Essen. Der Tatort aus Münster beeindruckt durch Komik und Sensibilität. „Heidenkind” Thiel - der Jesus für einen Nichtschwimmer hält, weil er "immer übers Wasser ging" - muss in der erzkatholischen Stadt einen Priestermord aufklären - auf der Spur der "Tempelräuber".

An der Silhouette taucht gleich in der ersten Einstellung eine Kirche auf. Verschwommen zwar, aber dennoch dominierend. Münster, diese beschaulich-konservative westfälische Bischofsstadt hat genug davon.
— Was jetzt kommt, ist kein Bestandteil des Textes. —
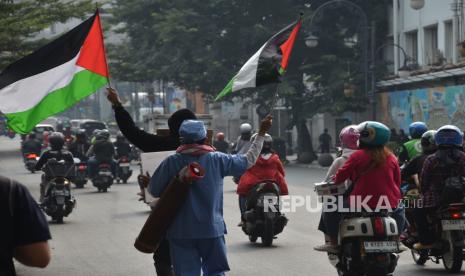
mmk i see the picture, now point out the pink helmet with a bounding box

Was Regisseur Magnus Tiefenbacher im Tatort "Tempelräuber” zu immer neuen Bildern dieser meist altehrwürdigen Gemäuer reizt.

Tief im katholischen Milieu spielt auch die Geschichte. Vor den Augen von Professor Boerne (Jan Josef Liefers) wird ein alter Mann überfahren. Als Boerne dem auf der Straße liegenden Opfer zu Hilfe eilt, wird er von dem Attentäter ebenfalls angefahren und erleidet komplizierte Armbrüche, die ihn in gewissen Lebensbereichen komplett außer Gefecht setzen. Als hilflose Person fühlt er sich wie ein „öffentlicher Wühltisch” – was natürlich zu unerwarteten skurrilen Situationen führt.

War Jesus Nichtschwimmer?

Wobei schräge Dialoge und absurde Szenen zum Markenzeichen des Münsteraner Tatorts geworden sind. Und soviel sei verraten: auch der am Sonntag wird die Lachmuskeln zum Schwingen bringen. Als Kommissar Thiel (Axel Prahl) mit seiner kettenrauchenden Staatsanwältin Wilhelmine Klemm (Mechthild Großmann) das Opfer als den Regens des Priesterseminars Sankt Vincenz identifiziert, erklärt Klemm ihrem in Kirchenfragen eher unbeleckten Kommissar: „Ein toter Priester in Münster zählt soviel wie zwei tote Bürgermeister oder drei tote Polizisten . . .”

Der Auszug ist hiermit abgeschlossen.